フランス/カナダ 2013
監督 ジャン=ピエール・ジュネ
原作 ライフ・ラーセン



カウボーイであることを人生の指針とする頑固一徹なオヤジと昆虫学者の母親の間に生まれた天才少年の、壮大な家出を描いた一風変わった作品。

家出の目的地はスミソニアン学術協会。

子供であることを隠して応募した作品が協会から賞を受賞し、その表彰式に出席するため、なんですね。

貨物列車に違法乗車して、アメリカ大陸を横断する冒険の旅は、いくら天才とはいえ、子供ゆえの無軌道さがなんともスリリングでなんだか一生懸命お話を追っちゃう、と言うのはありました。

ジュネらしい遊び心も序盤から全開。

もうほんとにあってもなくてもいいようなふざけたシーンに一生懸命凝るもんだからくすくす笑いが漏れて仕方がない。

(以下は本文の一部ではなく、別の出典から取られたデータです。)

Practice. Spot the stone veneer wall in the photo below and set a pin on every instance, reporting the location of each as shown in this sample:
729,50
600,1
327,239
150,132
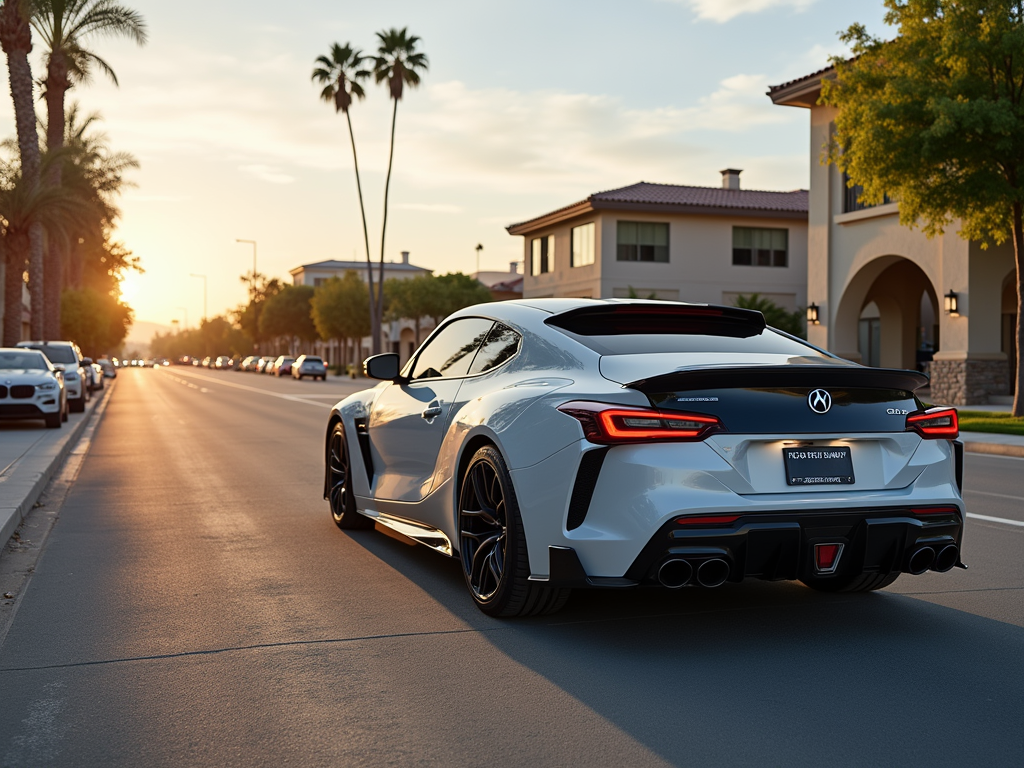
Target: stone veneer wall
968,382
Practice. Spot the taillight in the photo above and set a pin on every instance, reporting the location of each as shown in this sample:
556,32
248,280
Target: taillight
609,425
936,423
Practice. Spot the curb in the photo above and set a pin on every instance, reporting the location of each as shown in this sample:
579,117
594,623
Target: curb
996,449
42,468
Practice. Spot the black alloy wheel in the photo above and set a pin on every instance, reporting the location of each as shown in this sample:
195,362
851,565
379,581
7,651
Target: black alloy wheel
340,495
493,545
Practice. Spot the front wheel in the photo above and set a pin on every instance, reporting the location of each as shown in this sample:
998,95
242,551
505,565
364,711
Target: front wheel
339,493
493,544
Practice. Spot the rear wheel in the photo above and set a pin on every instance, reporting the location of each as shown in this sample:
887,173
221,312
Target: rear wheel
340,494
493,544
857,583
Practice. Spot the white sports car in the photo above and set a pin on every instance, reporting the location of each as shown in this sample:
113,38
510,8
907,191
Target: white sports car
560,443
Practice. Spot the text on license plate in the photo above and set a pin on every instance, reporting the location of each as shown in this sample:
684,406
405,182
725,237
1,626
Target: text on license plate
818,466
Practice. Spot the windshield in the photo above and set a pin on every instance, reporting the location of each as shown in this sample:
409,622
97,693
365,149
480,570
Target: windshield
59,354
26,360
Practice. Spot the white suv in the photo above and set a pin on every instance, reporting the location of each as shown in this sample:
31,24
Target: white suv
66,356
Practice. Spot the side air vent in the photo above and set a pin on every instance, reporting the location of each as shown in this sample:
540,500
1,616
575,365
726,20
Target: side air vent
364,437
583,489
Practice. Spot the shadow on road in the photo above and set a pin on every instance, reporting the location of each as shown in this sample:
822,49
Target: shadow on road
778,673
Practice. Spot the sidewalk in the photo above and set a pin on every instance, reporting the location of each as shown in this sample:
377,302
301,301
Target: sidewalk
992,442
30,458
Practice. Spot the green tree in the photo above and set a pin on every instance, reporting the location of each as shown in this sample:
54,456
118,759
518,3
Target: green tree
289,313
935,119
341,310
65,26
397,64
15,39
776,316
340,73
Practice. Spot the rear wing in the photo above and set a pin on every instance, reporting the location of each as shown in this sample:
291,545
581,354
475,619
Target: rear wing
781,377
619,320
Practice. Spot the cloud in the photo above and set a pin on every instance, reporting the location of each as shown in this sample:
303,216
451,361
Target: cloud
725,10
266,173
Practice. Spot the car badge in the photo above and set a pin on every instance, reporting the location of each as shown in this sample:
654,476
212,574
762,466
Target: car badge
819,400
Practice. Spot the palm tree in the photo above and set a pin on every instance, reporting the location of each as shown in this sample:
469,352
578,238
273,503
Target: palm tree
340,73
26,208
15,39
64,26
396,62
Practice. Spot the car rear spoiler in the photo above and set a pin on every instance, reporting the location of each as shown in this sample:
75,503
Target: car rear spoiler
616,320
780,377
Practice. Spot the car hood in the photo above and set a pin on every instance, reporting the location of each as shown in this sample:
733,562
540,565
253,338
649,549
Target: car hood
624,369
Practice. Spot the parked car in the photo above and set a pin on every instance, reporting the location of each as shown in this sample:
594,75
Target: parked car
283,366
67,357
31,387
308,365
554,443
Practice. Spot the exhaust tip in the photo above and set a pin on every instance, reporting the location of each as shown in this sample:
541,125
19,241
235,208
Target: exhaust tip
675,573
946,558
713,572
921,560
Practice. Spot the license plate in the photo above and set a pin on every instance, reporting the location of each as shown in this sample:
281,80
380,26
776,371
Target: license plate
818,466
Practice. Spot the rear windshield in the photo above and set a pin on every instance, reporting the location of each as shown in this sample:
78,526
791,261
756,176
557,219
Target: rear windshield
767,342
24,360
61,354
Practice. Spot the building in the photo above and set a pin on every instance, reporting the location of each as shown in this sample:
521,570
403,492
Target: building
399,336
887,295
696,244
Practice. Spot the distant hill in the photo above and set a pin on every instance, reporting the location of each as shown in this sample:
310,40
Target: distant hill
141,334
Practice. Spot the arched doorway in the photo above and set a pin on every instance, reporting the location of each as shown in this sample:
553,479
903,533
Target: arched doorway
888,315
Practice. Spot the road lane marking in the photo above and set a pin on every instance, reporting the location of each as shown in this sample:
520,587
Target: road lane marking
292,397
1004,520
997,496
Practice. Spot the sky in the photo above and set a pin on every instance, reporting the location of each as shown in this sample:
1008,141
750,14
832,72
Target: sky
527,107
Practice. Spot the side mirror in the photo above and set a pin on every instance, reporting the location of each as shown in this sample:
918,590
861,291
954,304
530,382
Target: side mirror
384,367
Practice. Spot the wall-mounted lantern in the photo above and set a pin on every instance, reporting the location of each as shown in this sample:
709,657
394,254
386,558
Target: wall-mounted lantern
950,304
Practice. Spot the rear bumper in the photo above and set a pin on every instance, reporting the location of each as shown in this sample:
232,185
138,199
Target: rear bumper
780,546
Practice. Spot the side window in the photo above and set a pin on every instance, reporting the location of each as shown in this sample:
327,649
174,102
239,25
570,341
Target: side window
502,343
451,352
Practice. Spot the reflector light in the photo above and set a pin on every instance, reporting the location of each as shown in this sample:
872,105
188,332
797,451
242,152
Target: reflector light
608,425
717,520
934,424
826,557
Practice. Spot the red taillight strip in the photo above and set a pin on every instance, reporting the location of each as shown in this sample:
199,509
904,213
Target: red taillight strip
936,423
708,520
606,424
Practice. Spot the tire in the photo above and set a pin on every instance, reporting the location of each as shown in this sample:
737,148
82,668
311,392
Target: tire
857,583
340,495
493,544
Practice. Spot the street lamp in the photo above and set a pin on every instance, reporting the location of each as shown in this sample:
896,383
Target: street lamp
204,292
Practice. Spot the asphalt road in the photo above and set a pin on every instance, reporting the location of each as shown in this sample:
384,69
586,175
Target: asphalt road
195,605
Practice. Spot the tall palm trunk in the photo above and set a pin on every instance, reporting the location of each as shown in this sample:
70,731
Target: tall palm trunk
387,185
15,39
56,87
366,231
1018,375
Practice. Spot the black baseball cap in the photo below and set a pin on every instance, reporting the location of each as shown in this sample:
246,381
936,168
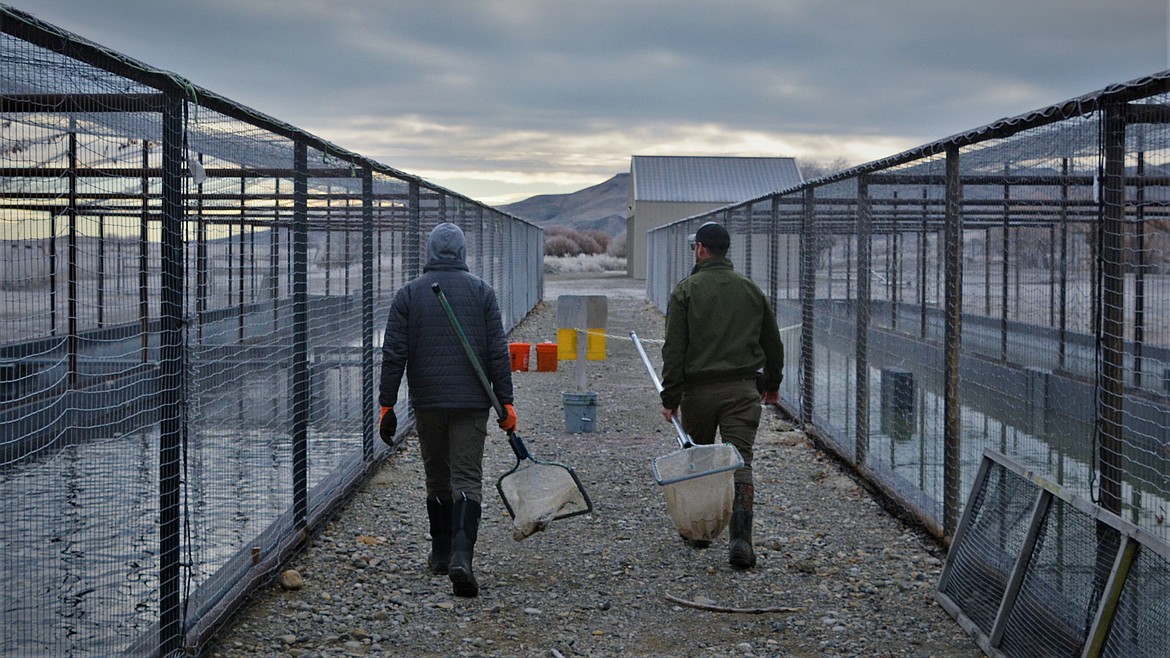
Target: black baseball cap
711,235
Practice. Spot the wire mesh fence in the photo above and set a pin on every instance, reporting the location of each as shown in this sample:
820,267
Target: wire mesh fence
191,299
1004,288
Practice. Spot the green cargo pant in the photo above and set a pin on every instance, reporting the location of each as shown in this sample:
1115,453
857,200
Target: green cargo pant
733,409
452,445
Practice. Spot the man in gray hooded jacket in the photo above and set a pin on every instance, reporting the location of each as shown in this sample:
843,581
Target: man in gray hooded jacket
451,406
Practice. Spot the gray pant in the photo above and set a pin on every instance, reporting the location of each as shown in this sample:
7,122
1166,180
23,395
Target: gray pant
452,445
733,409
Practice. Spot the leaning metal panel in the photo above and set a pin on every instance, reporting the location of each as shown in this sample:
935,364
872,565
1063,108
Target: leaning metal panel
1073,578
1061,584
1141,623
981,564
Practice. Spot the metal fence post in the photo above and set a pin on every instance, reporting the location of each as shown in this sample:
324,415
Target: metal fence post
172,403
952,335
1113,308
300,370
865,242
807,303
370,401
412,242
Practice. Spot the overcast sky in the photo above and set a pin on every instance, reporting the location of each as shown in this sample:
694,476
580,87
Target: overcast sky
501,100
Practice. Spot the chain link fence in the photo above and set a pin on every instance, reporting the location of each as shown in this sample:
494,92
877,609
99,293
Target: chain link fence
1007,288
191,306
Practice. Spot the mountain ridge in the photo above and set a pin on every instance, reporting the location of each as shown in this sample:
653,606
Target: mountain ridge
598,207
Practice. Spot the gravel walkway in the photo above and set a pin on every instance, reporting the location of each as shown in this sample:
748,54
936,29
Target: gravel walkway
837,575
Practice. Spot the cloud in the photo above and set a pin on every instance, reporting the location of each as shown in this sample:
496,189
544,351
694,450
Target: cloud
539,96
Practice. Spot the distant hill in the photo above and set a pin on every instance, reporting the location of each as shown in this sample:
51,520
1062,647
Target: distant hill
600,207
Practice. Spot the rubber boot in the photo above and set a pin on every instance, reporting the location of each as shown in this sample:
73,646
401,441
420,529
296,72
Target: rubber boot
439,513
465,530
742,554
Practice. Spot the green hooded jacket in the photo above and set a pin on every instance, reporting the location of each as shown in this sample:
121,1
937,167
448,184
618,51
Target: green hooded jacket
718,328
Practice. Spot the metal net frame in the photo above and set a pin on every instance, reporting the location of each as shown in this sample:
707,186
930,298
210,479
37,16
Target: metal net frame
191,296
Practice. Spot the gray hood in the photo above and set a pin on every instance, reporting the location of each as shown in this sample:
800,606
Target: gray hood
446,248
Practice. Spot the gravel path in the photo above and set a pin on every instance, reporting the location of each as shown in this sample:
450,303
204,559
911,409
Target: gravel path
850,580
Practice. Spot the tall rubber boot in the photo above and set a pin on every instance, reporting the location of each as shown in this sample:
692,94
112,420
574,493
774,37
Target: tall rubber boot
465,530
742,554
439,513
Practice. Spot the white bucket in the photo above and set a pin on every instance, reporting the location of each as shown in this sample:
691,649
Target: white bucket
699,485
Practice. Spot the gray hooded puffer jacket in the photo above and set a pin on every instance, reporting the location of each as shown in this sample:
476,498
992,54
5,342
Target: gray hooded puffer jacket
421,342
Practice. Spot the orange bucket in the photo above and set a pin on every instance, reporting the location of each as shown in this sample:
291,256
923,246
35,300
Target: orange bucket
518,353
546,357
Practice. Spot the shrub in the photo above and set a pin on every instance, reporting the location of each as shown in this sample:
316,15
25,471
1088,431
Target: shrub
561,246
617,247
561,240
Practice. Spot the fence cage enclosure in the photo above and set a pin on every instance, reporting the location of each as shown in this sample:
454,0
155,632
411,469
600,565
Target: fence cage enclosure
1006,289
192,296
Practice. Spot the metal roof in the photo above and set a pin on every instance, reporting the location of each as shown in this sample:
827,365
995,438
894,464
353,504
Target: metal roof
709,179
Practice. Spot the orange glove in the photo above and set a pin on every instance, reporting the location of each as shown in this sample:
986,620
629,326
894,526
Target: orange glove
387,425
508,423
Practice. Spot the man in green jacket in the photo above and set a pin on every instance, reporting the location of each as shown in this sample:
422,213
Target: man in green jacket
720,334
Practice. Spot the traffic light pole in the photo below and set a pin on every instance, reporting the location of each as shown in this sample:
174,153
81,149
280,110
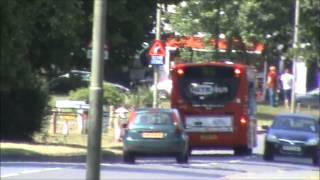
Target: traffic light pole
96,91
156,67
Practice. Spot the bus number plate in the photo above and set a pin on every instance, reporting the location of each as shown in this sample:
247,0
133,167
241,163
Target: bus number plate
208,137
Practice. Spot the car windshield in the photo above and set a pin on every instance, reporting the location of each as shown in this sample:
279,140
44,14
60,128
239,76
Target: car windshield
295,123
152,119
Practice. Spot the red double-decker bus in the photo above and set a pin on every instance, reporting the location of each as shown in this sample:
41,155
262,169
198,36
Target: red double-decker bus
217,103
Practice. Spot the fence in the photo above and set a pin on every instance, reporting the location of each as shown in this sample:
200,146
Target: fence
71,120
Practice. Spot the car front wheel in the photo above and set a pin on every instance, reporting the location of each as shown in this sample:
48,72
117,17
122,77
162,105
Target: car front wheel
128,157
268,152
182,158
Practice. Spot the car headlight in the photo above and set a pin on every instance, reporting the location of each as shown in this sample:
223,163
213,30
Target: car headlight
312,141
272,138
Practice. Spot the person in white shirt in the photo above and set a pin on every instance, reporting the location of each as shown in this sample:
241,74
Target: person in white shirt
286,81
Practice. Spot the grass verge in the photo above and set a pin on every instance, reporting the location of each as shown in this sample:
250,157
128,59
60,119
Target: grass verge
72,147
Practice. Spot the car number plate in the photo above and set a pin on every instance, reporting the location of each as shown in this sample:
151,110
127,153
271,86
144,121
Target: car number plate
208,137
154,135
291,148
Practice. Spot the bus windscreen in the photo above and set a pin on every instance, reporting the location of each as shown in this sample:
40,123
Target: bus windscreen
212,86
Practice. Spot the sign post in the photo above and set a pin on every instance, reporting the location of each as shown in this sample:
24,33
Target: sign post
157,56
105,52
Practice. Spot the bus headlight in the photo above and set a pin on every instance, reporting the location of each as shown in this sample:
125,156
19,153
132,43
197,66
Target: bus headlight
272,138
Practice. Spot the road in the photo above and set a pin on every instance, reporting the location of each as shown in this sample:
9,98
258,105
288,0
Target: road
202,165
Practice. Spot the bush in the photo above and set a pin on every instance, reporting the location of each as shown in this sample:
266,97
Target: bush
111,96
23,110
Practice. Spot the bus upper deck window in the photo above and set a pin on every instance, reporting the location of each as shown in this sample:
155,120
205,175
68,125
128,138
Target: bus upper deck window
237,71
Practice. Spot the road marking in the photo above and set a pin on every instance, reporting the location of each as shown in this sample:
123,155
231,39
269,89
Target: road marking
29,172
9,175
234,161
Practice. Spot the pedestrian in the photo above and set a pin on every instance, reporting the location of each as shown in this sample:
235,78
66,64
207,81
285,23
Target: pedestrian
272,85
286,81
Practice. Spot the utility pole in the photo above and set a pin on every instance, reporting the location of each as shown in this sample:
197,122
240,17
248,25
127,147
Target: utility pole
96,91
295,46
156,67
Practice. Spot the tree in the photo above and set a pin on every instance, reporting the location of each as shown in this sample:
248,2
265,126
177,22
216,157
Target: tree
37,36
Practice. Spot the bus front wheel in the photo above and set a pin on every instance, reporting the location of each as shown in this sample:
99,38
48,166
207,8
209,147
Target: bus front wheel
242,151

全体的にコメディ調ではあるんですが、描かれているのは天才少年の孤独と、孤立です。

どこにも居場所がない少年。

弟の悲劇がさらに少年の心に追い討ちをかけます。

あ、うまいな、と思ったのは、少年にとって新天地であるはずの場所ですら、少年を利用しようとする俗物の住処で更なる狂騒が孤立を深めるだけになる、という描写ですね。

アメリカという国に対する皮肉なのか、マスコミ批判なのか、これは見事だな、と私は思いました。

少年にとっての救いはどこにあるのか。

その答え、オチはまあ、わかりやすくアットホームな感じです。

ちょっと大げさにバイオレンスな演出のしすぎか、とも思いましたが、あなたをちゃんと見てくれている人はいる、と語りかけるかのような心優しいエンディングは素直に良かったね、といいたくなりましたね。

母親のセリフが印象的。

広く万人が楽しめる作品だと思います。

新境地、ってほどではないですが、私はミックマックよりも良い、と感じました。